Abstract

The performance of packet processing applications is dependent on memory accesses speed of network systems. Table lookup requires fast memory accesses and is one of the most common processes in various packet processing applications, which can be a dominant performance bottleneck. Therefore, in Network Function Virtualization (NFV)-aware environment, on-chip fast cache memories of a CPU of general-purpose hardware become critical to achieve high performance packet processing over tens of Gbps. In addition, multiple types of applications and complex applications are executed in the same system simultaneously in carrier network systems, which require the capacity of cache memories as well.
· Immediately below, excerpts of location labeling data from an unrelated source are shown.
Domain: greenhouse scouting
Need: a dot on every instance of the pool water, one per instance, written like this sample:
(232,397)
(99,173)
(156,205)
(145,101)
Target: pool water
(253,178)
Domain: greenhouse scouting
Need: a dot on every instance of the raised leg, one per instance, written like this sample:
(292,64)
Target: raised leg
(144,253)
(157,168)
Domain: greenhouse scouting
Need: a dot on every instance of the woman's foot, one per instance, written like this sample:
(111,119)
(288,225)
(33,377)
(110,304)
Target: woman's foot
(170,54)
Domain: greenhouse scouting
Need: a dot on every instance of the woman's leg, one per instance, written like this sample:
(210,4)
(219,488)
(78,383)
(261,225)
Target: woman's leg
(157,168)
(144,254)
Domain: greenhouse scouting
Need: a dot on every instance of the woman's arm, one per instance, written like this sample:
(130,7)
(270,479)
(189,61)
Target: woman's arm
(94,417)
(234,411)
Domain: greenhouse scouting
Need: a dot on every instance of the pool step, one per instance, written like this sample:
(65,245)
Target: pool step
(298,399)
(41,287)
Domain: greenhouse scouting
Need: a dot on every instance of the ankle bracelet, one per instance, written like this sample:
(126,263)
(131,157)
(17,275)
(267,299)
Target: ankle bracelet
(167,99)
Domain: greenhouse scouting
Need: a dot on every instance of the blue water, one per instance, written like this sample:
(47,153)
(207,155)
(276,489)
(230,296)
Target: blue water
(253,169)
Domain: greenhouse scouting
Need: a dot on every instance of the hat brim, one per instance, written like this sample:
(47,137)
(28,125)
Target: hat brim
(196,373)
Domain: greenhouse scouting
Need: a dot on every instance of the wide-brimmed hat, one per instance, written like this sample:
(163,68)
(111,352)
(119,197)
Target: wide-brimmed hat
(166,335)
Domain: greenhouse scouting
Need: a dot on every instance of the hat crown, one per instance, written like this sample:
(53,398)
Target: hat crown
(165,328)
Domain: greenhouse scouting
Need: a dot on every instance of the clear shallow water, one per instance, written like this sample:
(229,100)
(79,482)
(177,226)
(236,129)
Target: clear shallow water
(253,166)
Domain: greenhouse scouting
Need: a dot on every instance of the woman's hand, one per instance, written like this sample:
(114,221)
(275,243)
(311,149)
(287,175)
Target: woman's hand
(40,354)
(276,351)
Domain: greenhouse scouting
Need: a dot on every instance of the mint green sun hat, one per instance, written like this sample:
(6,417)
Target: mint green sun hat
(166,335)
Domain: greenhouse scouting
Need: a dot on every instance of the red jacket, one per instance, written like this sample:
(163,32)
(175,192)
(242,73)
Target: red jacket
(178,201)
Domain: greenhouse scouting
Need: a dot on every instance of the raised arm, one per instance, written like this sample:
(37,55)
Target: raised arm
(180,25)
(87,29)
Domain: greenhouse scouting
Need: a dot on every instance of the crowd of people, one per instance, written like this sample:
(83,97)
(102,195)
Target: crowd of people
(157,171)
In this paper, we propose a packet processing architecture that utilizes interleaved 3 Dimensional (3D)-stacked Dynamic Random Access Memory (DRAM) devices as off-chip Last Level Cache (LLC) in addition to several levels of dedicated cache memories of each CPU core. Entries of a lookup table are distributed in every bank and vaults to utilize both bank interleaving and vault-level memory access parallelism. Frequently accessed entries in 3D-stacked DRAM are also cached in dedicated on-chip cache memories of each CPU core. The evaluation results show that the proposed architecture reduces the memory access latency by 57 % and increases the throughput by 100 % with reducing blocking probability about 10 % compared to the conventional architecture with common on-chip LLC. These results indicate that 3D-stacked DRAM can be practical as off-chip LLC in parallel packet processing running on multiple CPU cores simultaneously.